Of course, the harvest is absolutely dependent on the sower. But, we want results and usually we wanted them five minutes ago. Sometimes Cassie and I like to go pick our own fruit at these pick-your-own fruit stands. Ever seen a plant-your-own fruit stand? No, you haven’t. Why? Because that would actually be work. You couldn’t just drive up and walk away 30 minutes later with 10 quarts of fresh blueberries (yum). In the church, we like to focus on quantifiable results: new members, new believers, attendance, and money just to name a few. For the most part, we think the “professional” ministers are responsible for these results, for bringing in the harvest. If nothing grows, the clergy must be bad harvesters. We too easily forget the liturgy – the work of the people – of sowing that calls each and every one of us to the fields. We have ALL been made ambassadors of reconciliation in Christ. This is not an optional calling. How will you begin sowing?

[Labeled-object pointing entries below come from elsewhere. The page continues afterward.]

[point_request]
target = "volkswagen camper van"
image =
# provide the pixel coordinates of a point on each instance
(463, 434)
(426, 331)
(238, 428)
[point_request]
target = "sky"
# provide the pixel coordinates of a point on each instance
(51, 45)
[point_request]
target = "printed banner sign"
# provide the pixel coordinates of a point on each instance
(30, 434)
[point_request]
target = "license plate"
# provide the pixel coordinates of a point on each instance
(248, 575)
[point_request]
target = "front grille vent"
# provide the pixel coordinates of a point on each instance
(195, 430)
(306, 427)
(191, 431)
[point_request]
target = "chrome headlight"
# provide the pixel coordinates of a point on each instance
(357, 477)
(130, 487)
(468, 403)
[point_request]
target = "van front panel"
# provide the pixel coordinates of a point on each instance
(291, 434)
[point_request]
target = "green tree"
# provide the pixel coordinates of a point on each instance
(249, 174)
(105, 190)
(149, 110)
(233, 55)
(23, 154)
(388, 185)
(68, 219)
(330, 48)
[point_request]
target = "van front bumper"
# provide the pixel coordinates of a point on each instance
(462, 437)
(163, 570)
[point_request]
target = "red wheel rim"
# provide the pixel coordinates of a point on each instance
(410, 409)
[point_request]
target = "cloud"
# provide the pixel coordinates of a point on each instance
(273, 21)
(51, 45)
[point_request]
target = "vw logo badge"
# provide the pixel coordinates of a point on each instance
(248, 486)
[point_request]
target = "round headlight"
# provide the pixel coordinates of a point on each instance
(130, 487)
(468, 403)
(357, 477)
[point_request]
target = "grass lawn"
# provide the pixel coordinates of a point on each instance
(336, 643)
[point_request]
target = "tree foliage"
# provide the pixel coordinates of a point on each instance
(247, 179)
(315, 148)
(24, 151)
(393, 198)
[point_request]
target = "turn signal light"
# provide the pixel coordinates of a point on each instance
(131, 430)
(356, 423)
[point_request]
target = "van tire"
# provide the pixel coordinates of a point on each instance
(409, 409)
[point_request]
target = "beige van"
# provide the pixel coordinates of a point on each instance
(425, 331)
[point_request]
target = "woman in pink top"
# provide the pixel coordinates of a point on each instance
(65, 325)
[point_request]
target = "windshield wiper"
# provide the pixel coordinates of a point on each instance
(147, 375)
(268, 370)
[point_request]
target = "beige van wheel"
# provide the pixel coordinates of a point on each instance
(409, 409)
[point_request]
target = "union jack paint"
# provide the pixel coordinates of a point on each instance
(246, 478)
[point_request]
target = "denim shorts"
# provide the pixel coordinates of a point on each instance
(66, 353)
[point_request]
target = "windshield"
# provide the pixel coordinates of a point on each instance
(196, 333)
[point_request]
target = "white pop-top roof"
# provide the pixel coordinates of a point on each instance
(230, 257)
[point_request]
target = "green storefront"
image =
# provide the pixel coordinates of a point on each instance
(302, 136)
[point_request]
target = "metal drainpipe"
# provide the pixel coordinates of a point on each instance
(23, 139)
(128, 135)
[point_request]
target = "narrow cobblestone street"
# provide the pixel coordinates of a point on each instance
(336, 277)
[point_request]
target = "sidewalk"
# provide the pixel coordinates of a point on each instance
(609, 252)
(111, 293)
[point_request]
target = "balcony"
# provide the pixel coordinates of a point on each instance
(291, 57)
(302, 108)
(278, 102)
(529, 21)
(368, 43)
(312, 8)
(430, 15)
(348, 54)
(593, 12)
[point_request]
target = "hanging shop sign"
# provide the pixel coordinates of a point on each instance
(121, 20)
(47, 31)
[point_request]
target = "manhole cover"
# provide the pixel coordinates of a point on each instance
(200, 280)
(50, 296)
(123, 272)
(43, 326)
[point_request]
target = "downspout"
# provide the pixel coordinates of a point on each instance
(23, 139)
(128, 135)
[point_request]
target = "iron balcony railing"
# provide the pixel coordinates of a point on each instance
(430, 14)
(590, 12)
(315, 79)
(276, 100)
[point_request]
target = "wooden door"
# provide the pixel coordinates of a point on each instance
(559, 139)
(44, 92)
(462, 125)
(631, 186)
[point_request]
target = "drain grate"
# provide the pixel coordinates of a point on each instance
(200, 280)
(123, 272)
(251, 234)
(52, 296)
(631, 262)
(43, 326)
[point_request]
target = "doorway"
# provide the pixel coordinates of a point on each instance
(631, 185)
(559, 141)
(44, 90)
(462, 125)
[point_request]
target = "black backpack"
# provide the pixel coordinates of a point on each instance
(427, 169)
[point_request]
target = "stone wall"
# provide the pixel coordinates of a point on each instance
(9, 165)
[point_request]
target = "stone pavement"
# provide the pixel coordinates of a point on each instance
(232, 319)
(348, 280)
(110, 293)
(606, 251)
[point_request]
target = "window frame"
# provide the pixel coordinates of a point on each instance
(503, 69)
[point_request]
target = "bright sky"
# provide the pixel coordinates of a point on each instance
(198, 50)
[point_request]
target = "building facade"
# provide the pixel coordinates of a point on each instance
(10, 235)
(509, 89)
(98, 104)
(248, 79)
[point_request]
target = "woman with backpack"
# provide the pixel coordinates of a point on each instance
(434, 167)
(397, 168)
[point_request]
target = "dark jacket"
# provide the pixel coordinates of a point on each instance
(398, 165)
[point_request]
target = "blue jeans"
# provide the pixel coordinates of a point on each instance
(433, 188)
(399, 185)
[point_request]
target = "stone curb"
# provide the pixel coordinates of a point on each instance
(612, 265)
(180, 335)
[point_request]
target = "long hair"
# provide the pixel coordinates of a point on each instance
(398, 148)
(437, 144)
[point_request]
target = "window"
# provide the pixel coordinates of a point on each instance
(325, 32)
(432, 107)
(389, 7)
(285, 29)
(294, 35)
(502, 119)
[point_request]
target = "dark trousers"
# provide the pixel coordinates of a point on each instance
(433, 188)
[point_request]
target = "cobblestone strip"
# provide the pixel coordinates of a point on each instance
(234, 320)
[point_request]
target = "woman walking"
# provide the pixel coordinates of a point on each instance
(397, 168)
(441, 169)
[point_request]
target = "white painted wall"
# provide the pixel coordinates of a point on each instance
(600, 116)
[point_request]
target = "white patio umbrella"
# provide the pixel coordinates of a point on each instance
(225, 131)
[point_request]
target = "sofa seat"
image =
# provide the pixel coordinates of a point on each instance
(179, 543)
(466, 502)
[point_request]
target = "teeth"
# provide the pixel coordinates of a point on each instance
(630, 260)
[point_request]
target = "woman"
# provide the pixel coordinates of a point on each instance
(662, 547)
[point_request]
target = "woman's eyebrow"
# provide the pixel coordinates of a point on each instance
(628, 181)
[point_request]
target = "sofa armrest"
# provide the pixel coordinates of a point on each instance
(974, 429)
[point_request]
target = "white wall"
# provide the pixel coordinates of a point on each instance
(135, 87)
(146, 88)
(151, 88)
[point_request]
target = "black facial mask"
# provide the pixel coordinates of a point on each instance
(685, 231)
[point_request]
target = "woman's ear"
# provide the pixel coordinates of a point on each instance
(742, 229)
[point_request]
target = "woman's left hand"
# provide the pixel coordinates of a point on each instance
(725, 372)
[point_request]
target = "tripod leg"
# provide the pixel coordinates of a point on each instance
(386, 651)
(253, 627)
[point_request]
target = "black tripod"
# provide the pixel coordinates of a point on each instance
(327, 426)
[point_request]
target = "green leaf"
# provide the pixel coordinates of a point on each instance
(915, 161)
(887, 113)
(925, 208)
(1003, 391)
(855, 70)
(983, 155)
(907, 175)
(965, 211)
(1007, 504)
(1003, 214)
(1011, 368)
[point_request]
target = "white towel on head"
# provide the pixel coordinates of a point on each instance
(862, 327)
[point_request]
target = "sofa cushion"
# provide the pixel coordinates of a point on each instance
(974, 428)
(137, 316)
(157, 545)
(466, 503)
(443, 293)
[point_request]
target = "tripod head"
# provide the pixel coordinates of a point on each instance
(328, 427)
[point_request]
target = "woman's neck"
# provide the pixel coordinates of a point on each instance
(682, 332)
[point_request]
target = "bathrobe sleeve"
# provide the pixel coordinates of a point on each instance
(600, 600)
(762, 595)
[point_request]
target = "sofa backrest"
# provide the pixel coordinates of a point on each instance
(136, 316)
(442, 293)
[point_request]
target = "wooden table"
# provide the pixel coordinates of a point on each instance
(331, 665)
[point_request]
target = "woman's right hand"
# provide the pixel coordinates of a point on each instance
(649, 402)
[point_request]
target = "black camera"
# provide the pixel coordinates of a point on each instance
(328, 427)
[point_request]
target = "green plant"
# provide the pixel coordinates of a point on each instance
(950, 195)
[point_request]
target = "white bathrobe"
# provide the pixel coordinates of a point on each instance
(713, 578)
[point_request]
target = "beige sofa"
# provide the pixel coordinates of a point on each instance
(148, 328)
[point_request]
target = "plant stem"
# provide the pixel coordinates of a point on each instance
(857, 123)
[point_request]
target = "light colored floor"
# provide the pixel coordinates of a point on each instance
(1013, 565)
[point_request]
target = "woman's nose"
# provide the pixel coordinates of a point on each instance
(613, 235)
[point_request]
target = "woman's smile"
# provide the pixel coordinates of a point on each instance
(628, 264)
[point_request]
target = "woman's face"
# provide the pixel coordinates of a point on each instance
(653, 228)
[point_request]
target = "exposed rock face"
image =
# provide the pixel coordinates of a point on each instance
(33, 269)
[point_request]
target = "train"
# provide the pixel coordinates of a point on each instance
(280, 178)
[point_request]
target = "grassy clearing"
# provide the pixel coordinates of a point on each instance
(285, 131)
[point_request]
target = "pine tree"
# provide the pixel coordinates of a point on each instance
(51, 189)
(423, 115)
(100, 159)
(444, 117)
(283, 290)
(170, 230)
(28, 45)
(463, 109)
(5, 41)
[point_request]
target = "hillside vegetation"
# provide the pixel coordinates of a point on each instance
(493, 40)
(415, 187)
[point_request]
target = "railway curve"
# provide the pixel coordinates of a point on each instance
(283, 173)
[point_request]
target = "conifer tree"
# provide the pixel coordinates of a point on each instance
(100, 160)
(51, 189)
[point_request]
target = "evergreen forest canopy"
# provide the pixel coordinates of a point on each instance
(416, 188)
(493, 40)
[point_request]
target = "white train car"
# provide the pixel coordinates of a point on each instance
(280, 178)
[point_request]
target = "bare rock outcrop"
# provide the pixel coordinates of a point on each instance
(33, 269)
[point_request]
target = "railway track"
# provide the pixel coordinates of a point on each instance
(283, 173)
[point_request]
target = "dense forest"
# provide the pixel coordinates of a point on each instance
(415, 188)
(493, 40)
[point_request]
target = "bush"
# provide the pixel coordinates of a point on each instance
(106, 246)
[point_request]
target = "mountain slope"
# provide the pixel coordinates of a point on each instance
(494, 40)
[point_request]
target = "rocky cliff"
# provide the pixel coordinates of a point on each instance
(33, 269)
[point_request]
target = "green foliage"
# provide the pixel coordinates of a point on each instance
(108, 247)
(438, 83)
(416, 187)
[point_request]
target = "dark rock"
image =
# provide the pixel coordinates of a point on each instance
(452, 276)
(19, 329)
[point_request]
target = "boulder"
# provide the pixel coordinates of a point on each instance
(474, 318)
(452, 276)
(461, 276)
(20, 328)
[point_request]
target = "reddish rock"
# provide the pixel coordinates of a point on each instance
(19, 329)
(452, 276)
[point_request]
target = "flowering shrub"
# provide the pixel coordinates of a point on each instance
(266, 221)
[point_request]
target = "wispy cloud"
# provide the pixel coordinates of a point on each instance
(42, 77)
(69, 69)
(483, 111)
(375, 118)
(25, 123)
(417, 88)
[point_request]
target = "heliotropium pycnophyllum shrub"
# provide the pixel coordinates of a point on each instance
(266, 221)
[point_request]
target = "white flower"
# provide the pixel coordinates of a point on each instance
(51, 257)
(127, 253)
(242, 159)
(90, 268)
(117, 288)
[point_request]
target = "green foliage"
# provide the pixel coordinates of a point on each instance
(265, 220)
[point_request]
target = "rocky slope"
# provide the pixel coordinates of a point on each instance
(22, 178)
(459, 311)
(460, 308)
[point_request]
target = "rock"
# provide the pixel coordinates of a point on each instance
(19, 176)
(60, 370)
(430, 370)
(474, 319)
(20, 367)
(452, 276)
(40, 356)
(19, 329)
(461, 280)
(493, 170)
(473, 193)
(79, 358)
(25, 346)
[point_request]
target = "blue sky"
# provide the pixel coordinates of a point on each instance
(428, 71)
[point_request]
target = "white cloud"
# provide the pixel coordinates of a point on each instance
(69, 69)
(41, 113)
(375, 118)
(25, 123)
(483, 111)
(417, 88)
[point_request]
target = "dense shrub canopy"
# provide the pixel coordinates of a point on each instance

As I just mentioned, sowing is hard. In fact, Jesus says it is harder than reaping. Just look back through that list of practices that Chris included in his post for developing a church with good soil – not many things on that list are easy. Rejection of hierarchy (aka priesthood of all believers), internal evaluation, caring for neighbors – this is hard work! Lawddamurcee, having a conversation sometimes is hard enough! Jesus tells us in Matthew 10 to be as shrewd as serpents and innocent as doves… really? Because a dove and a snake are so similar? But that’s the point… We are called to live in this tension with our world, our culture, where we must take the time to listen and understand, even in hostility. We must engage our culture; the real people just down the street.

Maybe the hardest part about sowing is that it puts us, the sowers, in a position of weakness and dependence. We can’t forget that sowing does NOT cause the seed the grow. I may plant, you may water, but the Spirit brings the growth. And the Spirit… Lord knows He is on his own schedule. He is so out of our control we just don’t know what to do sometimes. In addition to being humbled by the Spirit, we are humbled by our cultures. Bonhoeffer would remind us that we cannot just show up and know the answers. We have to ask questions, to place ourselves in a posture of learning, and be teachable by others. The soil around us is full of deficiencies, but finding out what those are will take time and tedious effort.

We know this: there will be no harvest, no Kingdom in our midst, without faithful sowers in the fields every day. Sowers cannot work alone. They need good soil. We need good churches, full of good sowers, to work the ground that His Kingdom might sprout up in our midst!